HOPE-MS: Clinical validity of an episodic self-measurement of motor function to assess disease progression in people with multiple sclerosis
This study aims to answer the question of whether signs of multiple sclerosis (MS) can be reliably recorded outside the clinic. The most common MS type is relapsing multiple sclerosis. However, it is also known that a relapse-independent deterioration of functions can occur, e.g. concerning walking ability and balance, which is difficult to detect with conventional methods during the clinical visit. We will investigate whether a self-measurement of such functions at home can be used for this purpose.
In this study, we aim to draw conclusions about symptom progression over two years through various types of observations and compare the following examinations or measurements:
- Investigation using established methods to assess MS during an annual study visit at the study site,
- Assessment of MS with the treating neurologist, and
- Semi-annual measurement of motor functions twice daily for one week, which participants perform themselves at home using a simple measuring device.
The measurement itself consists of given short movement tasks, which are conducted in the measurement room of an infrared camera. The measuring device is made available to the participants for the respective measurement periods and is collected again at the end of the measurement week.

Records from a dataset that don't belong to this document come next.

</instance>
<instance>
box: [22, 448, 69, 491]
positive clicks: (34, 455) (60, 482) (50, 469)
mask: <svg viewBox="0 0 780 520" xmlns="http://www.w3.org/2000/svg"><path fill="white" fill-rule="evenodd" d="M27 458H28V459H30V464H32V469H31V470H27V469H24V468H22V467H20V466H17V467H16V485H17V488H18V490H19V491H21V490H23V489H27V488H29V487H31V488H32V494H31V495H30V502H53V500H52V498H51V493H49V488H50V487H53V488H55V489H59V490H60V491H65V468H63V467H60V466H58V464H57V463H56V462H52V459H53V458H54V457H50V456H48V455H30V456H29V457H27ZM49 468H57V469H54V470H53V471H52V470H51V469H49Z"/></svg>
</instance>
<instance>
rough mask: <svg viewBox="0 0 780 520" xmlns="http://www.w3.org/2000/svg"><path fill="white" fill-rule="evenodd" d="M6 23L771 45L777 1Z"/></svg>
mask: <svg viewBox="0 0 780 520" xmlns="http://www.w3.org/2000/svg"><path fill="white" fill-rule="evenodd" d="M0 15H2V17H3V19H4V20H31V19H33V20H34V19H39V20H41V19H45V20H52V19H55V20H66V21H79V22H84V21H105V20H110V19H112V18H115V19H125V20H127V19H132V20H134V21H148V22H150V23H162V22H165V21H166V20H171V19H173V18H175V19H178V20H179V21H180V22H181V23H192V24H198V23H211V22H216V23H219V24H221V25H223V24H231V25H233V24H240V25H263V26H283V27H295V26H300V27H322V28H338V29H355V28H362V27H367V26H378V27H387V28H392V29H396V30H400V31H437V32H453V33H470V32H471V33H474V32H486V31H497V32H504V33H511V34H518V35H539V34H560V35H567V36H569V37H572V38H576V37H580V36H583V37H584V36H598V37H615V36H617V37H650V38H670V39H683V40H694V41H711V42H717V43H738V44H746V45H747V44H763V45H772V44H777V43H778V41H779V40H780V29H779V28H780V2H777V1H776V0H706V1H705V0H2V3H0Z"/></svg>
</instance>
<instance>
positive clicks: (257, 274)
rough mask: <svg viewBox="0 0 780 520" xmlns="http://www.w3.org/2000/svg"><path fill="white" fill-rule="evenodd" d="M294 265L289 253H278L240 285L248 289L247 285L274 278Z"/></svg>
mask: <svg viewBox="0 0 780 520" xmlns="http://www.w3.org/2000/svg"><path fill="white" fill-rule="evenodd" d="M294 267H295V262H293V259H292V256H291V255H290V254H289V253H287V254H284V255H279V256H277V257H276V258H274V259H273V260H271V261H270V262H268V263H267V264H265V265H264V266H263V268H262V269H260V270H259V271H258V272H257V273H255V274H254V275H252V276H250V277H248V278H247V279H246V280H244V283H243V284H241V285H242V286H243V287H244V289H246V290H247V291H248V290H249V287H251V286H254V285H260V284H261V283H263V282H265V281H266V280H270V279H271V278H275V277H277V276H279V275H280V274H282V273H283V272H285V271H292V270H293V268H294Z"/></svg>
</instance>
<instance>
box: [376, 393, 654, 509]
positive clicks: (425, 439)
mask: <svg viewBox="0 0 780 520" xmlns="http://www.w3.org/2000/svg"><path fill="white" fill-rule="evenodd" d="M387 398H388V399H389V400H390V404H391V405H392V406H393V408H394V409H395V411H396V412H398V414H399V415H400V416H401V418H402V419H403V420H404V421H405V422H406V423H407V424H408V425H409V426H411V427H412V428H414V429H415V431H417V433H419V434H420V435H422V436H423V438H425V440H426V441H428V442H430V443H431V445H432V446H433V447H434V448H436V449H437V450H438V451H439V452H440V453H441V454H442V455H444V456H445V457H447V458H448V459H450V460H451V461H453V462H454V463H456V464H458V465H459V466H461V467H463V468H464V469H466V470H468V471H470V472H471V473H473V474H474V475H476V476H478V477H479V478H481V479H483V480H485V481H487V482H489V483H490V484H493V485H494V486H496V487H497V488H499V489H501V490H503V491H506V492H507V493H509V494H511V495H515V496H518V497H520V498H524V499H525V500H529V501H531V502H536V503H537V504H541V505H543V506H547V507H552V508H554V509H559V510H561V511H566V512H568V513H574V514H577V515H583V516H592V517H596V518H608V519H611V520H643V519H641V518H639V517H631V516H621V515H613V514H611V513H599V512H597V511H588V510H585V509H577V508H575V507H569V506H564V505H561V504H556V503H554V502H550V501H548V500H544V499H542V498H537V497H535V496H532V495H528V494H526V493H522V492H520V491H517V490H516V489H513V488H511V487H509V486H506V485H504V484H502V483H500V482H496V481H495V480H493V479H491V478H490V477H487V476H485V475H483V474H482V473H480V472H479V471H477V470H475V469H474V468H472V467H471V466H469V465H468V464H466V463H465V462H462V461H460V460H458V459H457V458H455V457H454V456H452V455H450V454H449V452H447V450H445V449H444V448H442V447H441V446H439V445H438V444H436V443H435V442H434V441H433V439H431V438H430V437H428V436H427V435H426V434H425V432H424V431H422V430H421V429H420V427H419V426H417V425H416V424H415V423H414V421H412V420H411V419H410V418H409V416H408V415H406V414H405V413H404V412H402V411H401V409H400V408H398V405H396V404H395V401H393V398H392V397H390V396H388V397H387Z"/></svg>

The technical procedure used for the measurement is currently not established in health care, but the measuring device used here is approved as a medical device to support medical observation.
Contact: Clinical Neuroimmunology Outpatient Study Unit at the NCRC.
Tel. 030 450 539 040
Principal Investigator: PD Dr. med. Tanja Schmitz-Hübsch
Study coordination: Dr. med. Eva-Maria Dorsch
Registration: German Registry for Clinical Studies (DRKS)
Course of the study: 27 months per participant, enrollment planned for spring 2022
Project partners: A company commissioned by the study management is responsible for the provision or delivery of the devices for the self-measurement of motor functions, the technical maintenance, the intermediate storage of raw data, and the calculation of movement parameters from the raw data.
Funding: The conduct of the study is funded by the company celgene/bms. This company has no access to identifying data and, apart from intended publications of results and data, no further access to study data or results of the study.